BELOVED CHILD, 2001 - 2003
The Beloved Child series is based on archive images dating from the 1930’s to 1970’s which were altered in the re-shooting and printing process. The series focuses on children’s group activities such as sports, game playing, and life in vacation camps, emphasizing the role of society as a forming and educating force. The emotionally charged images suggest a fine line between education and manipulative ideological molding.
All images C-prints, edition of 6.
BELOVED CHILD: PHOTO ESSAY AS METAPHYSICAL SCHOOL
by Richard A. Etlin
(excerpt from Andrea Frank SEARCH--works 1998 - 2005, Aracne Editrice, 2010, Italy)
Andrea Frank’s Beloved Child offers a haunting and beguiling series of photographs that present children in group activities which took place in the years 1930-1970. These are photographs of photographs that have been enlarged and blurred, and then colored so slightly with a subtle, all-pervasive hue that is hardly noticeable, remaining a discrete tonality in what a casual observer might mistake as black-and-white images. Perhaps the most powerful colored effect arises from the magenta line that sometimes hovers outside the edge of the children’s bodies, as if showing an aura of their life force.

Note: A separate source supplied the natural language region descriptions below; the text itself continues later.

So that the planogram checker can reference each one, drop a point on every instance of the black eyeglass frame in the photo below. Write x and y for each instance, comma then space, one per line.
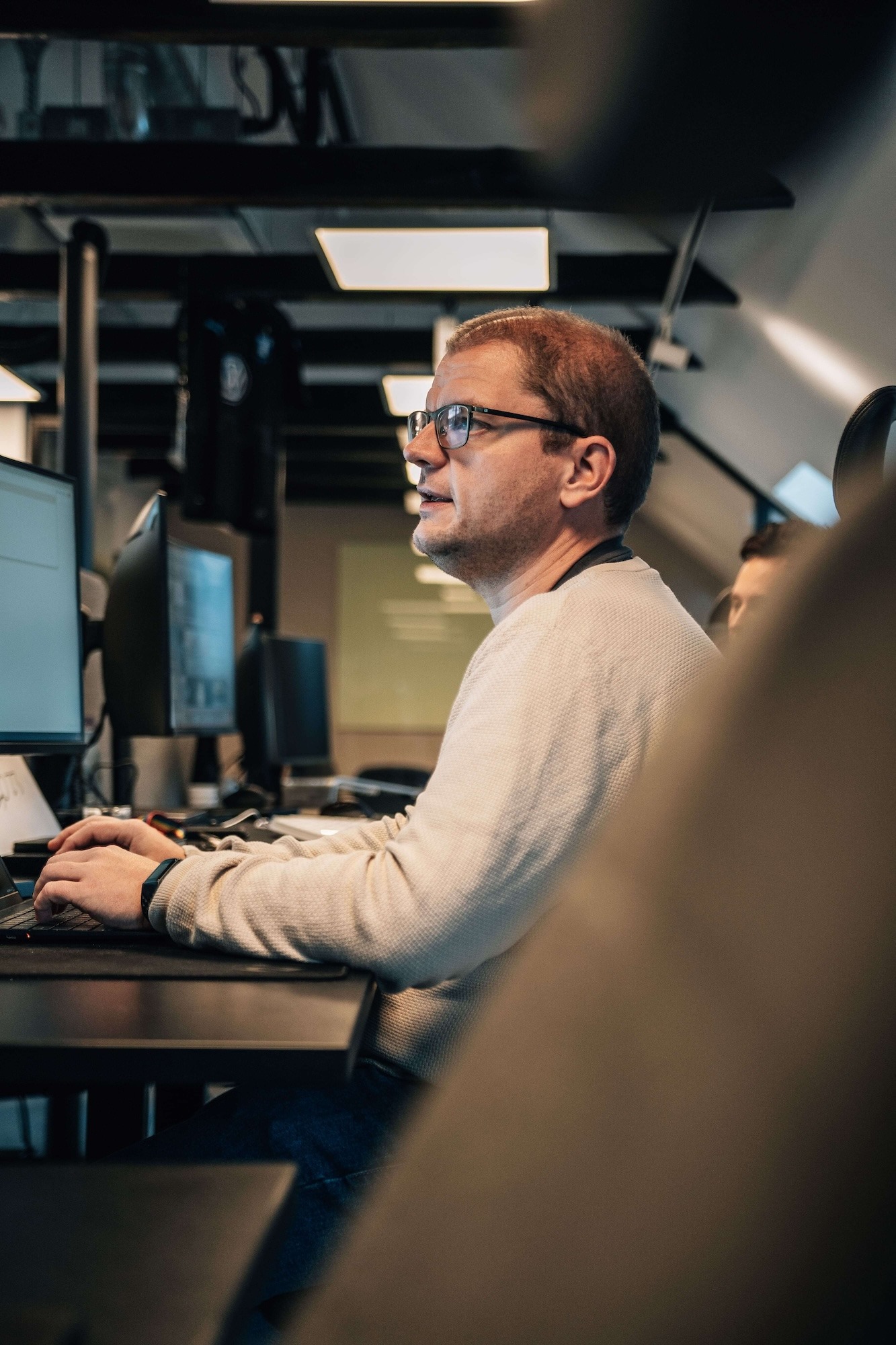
483, 411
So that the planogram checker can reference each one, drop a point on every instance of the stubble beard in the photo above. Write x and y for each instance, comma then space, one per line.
493, 549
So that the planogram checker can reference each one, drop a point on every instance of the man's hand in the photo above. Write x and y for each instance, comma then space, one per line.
131, 836
106, 883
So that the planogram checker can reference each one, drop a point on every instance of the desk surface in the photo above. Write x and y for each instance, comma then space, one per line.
142, 1254
81, 1031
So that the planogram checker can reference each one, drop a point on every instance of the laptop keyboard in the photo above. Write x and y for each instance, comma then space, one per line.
24, 918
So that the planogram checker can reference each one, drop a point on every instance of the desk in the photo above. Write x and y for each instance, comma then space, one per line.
139, 1256
118, 1028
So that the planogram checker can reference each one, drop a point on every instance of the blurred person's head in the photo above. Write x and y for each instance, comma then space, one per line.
764, 558
518, 490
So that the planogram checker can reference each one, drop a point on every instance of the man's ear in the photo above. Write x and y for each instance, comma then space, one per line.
592, 462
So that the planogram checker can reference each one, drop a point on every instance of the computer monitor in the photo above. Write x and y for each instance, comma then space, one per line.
169, 633
41, 688
283, 705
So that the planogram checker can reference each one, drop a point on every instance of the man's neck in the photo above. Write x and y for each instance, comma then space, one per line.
538, 575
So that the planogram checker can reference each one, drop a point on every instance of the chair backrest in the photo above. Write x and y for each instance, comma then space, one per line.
676, 1120
862, 447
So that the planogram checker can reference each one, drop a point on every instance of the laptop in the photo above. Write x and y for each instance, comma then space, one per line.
19, 925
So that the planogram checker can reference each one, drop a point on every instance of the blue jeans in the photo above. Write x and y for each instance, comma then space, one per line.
338, 1136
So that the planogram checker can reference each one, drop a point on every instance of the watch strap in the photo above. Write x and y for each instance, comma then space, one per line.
151, 886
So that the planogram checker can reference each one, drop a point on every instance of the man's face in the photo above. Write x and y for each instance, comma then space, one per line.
755, 580
493, 505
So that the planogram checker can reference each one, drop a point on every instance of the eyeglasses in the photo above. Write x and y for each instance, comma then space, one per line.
454, 423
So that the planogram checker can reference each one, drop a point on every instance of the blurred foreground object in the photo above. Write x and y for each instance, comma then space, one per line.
865, 451
658, 104
674, 1122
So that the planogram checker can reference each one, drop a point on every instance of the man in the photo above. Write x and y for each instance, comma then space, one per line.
764, 556
536, 449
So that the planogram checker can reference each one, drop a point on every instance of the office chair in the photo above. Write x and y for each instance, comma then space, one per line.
674, 1121
861, 455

Many of the photos portray children in regimented lines, engaging in exercise programs that recall both the craze for physical fitness and the exigencies of the war-time period and its immediate aftermath that sadly saw the need to prepare each nation’s youngsters to become tomorrow’s soldiers. Yet the range of circumstances in which these children can be found extends from the frightened and emaciated children of White Russians fleeing the Russian Communists and persecuted by their Chinese counterparts, to American Boy Scouts praying in one of New York City’s gloriously Gothic-revival churches; from Italian youth living abroad in the so-called Fascist Empire of North Africa, engaging in a gymnastic display in Rome before assembled dignitaries and Black Shirts, to napping Roman children in the first Montessori school re-opened in that city after the War, which had banished both Maria Montessori and her pedagogy as too dangerous for the Fascist mind. The viewer of this exhibition would not know the origins or identities of these children, because the artist not only has refrained from providing such information but also has chosen to eliminate from her cropped images any such signs of specificity in favor of a more universalized statement about children at rest or in group activities.
Whatever the pose, the children in all of the photographs are beloved to the artist, who presents an entire gamut of messages to the viewer, that progresses from extreme innocence – whether of emaciated suffering (#12), total abandon to sleep (#6), or the awkwardness of extreme youth engaged in difficult calisthenics (#16) – to focused absorption – whether of watching a performance (#14) concentration (#3), or prayer (#2) – to the potentially sinister regimentation of adolescents (#5) and young adults (#17), culminating in a return to insouciant innocence rendered malevolent through the distortions of blurring that give the sunbathing youths of #7 the aspect of so many little mustachioed Hitlers. The theme of innocence perverted, or capable of being perverted into evil, by adult authority, is an undercurrent of the entire ensemble, as well as a constant in Frank’s oeuvre. The Beloved Child series follows upon Frank’s Case Study, a haunting photographic portrayal of an Italian Fascist youth camp along the Adriatic Sea at Rimini, where the ruined forms of a self-consciously heroic Rationalist building provide the setting for piles of moldering summer shoes, detritus of a war-torn age and of a perverted dream of imperial and racial superiority visited upon an entire society and inculcated through indoctrination into Italian youth, the innocents whose abandoned shoes are like so many witnesses to the corruption of their minds and hearts.
Since Beloved Child takes the viewer through nearly all stages of youth, progressing into young adulthood, it serves as a retroactive prelude to Frank’s earlier photographic studies where she had manipulated an archival photograph of a crowd of adult German civilians giving the Nazi salute, such that in paired images, one view shows only a sea of regimented arms reaching, nay, thrusting forward in a delirium of acclamation, with all other distinguishing features having been painted out, while its pendant portrays merely a seemingly innocuous crowd of men and women, whose raised arms have been erased by paint, which also restores the partially obscured faces, hidden by the sea of raised hands in the original. The pairing of the everyday innocence of the everyman and of the easy transformation of the crowd into a frenzy of evil intent is startling, disturbing. Frank has more recently returned to that theme, making a diptych, exhibited as paired images joined at the corner of a room. This time Frank has used a photograph not of civilians but rather of the Wehrmacht during the Hitler era.